Aquella tarde, Rodrigo, un niño que miraba a través de la reja de su balcón, reconoció en un apartamento del edificio vecino la lonchera de Matías. Comían tantas veces juntos en la escuela que podía reconocerla donde fuera. Empezó a gritar desde su balcón “Matías, Matías”. Matías escuchó su nombre, se asomó al balcón y el resto de la tarde estuvieron voceándose con alegría de un lado al otro, planificando lo que harían el día siguiente en la escuela cuando volvieran a encontrarse.

Compartir la mesa con otros es esencial para forjar un mundo más fraterno. Compartir, no una ni dos veces, sino el tiempo suficiente para reconocer nuestra propia vida en la vida del otro. Porque en una mesa lo más importante no son los alimentos, sino las personas que se sientan en ella y se atreven a poner en común sus vidas y a sentir en sus entrañas lo que siente el otro.

Hay una palabra en griego que podría ayudarnos a entender de qué estamos hablando: esplagchnizomai. No es La tristeza que puede surgir frente al problema ajeno mientras se analiza racionalmente cómo ayudar. Se parece más a lo que siente una madre cuando ve que su hijo está sufriendo. Es algo tan fuerte, tan convincente, que no puedes evitar tomar acción. Es un fuego que arde en el centro mismo de tu ser y te motiva a hacer algo.  Y eso únicamente lo da la cercanía, pasar el tiempo suficiente junto a otro no solo para desearle el bien, sino para buscarlo activamente con la esperanza de conseguirlo.

La esperanza, por cierto, tiene la virtud de la latencia. Brota enérgicamente desde pequeños signos ocultos y silenciosos que cambian la historia de miles de personas en todo el mundo. En República Dominicana, por ejemplo, un gesto tan sencillo como partir un bizcocho y entregar regalos lleva más de diez años sembrando en el corazón de niños, niñas y adolescentes vulnerables, la certeza de que la vida puede ser amable, generosa, y merece ser vivida.

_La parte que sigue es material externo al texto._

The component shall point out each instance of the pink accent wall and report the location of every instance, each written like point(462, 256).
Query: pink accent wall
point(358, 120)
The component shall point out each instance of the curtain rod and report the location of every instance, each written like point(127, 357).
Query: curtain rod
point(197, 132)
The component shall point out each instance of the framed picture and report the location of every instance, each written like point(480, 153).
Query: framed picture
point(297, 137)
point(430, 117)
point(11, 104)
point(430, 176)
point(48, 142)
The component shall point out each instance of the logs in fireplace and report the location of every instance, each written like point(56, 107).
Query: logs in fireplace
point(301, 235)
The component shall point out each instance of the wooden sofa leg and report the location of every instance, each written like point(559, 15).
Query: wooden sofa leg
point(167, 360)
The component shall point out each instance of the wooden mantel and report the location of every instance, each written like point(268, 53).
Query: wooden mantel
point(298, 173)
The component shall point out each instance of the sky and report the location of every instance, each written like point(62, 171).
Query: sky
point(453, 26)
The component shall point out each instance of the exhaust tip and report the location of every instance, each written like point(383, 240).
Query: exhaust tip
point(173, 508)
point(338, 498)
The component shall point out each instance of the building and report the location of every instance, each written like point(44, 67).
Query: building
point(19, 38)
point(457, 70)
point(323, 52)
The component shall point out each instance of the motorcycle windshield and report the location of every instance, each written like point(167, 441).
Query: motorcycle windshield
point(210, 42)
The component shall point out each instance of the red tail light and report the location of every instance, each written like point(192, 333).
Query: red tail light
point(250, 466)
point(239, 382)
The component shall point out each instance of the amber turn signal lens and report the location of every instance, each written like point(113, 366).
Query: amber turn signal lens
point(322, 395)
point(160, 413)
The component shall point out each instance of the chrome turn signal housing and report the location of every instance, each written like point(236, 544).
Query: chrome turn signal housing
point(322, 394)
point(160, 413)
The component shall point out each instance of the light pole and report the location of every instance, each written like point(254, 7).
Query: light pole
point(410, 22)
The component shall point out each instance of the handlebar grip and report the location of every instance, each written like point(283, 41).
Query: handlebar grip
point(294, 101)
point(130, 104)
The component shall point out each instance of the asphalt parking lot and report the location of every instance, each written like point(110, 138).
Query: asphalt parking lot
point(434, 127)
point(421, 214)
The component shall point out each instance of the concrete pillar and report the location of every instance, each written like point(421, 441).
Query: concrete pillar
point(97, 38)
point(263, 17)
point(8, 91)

Desde que eran novios, Yumari Torres y Carlos Guerra —y con ellos, primero sus padres y hermanos, luego sus amigos, y ahora también sus hijos y muchísimos desconocidos que se fueron sumando en un grupo de WhatsApp—, organizan fiestas para celebrar la vida en hogares de acogida y albergues para menores en nuestro país. Lo hacen para Navidad o en cualquier otra época del año para los cumpleaños, con ese amor de madre o padre que sabe que las vidas de sus hijos e hijas son valiosas y merecen ser celebradas.

Cada voluntario que participa en los preparativos de esas celebraciones tiene una oportunidad maravillosa para mirar su propia vida y agradecerla. Al compartir la mesa, los bailes y los regalos, aprende nuevos modos de relacionarse. Los festejados sienten, quizás por primera vez, que sus vidas son valoradas. Y eso es defender la vida, porque no se trata solo de hacerla posible, sino también digna de ser vivida.

Defender la vida es cuidarla asegurando que todos tengan acceso a una buena nutrición, salud, educación, cultura, deportes, tiempo libre y recreación, tal y como quedó establecido en el Código para el Sistema de Protección y los Derechos Fundamentales de Niños, Niñas y Adolescentes. Y ¿por qué no?, defender la vida es también regalarles razones para sentir la alegría de vivir.

Lo cierto es que para muchos los derechos son inalcanzables y solo algunos tienen la inmensa suerte de ejercerlos gracias a las acciones desinteresadas de gente apasionada y solidaria, capaz de dedicar tiempo, talentos, recursos y esfuerzos, a organizaciones seriamente comprometidas con mejorar la calidad de vida de los más jóvenes, no porque “son el futuro”, sino —como sugiere la campaña de Fundación La Merced—, porque de ellos “es el presente”.

En ese presente que es de ellos, los adultos podemos construir un país más justo en el que todos los niños, niñas y adolescentes puedan imaginar un futuro bueno que se haga realidad. El mañana que nuestro país necesita, tenemos que construirlo hoy.